For better or worse, that's become the way of the world, which means that when planning on-site experiences for conferences and meetings, social media should be laced throughout your programming and events.
Here is some practical advice for planning, publicizing, and executing a successful on-site social media strategy.
Evaluate your audience's social media preferences
Depending on the members that make up your association, determine what the most effective social media channels are to reach your event attendees.
Are they big on Facebook? Then plan to develop a strategy that is more discussion or visual content-based.
Are they a Twitter crowd? Then be prepared to have someone live-tweeting sessions, develop a conference hashtag well in advance, and research your biggest advocates on the network to make your own job easier.
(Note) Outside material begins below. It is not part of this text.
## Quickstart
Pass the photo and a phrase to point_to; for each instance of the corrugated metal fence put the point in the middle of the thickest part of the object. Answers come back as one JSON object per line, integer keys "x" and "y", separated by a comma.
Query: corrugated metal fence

Publicize event social media early and often
Start thinking about the social media experience for your conference as soon as you start planning it for the next year. You may choose to use a hashtag to distinguish your meeting on social networks and to make posts from it easily searchable.
If so, decide on one as early in the process as possible and make sure all those involved in planning know about it. Include it on all promotional materials or emails so that it gets in the head of your attendees. Use it in social media messaging leading up to the event and send out a few emails before the event, letting attendees know to use it when posting on-site.
Determine on-site social media responsibilities before the event
Before you even arrive on-site, determine who will be doing what with regards to social media. Is one team member better with Twitter? Maybe you want to assign them to pop in and out of sessions and do live tweeting. Is someone a better photographer? Maybe you want to let them handle photo sharing channels like Instagram or Facebook. Regardless, make sure that responsibilities are clear and defined.
Pro Tip: Instagram's integration with other social platforms such as Facebook and Twitter makes it a good option for sharing photos to multiple networks, all within one interface.
Set up a conference social media dashboard
When on-site, it can be useful to set up a dashboard that displays all social media channels and posts. A good way to do this is to sign up with Hootsuite, a social media management application. Once you have it set up, create a "Stream" that features your event's Twitter feeds, hashtags, mentions of your account, and any retweets. You can also use it to view Facebook posts, as well as a number of other social media platforms.
This is a great way to set up a "home base" while you're on-site and to monitor social activity and conversations from your event attendees.
Publicize social media throughout the event and encourage participation
What good is a well-planned and organized social media strategy if no one knows about it? You can solve this problem by publicizing any social media channels you’re using in event handouts, on signs around the conference venue, and in opening sessions. Why not ask your presenters to include relevant hashtags and their Twitter handles at the bottom of presentation slides? The point is, you need to get the word out through as many avenues as possible.
Pro Tip: Consider running a contest to encourage more social media engagement. For example, you could draw a winner from those who tweet using a conference hashtag. This is a simple and cost-effective way to drive participation.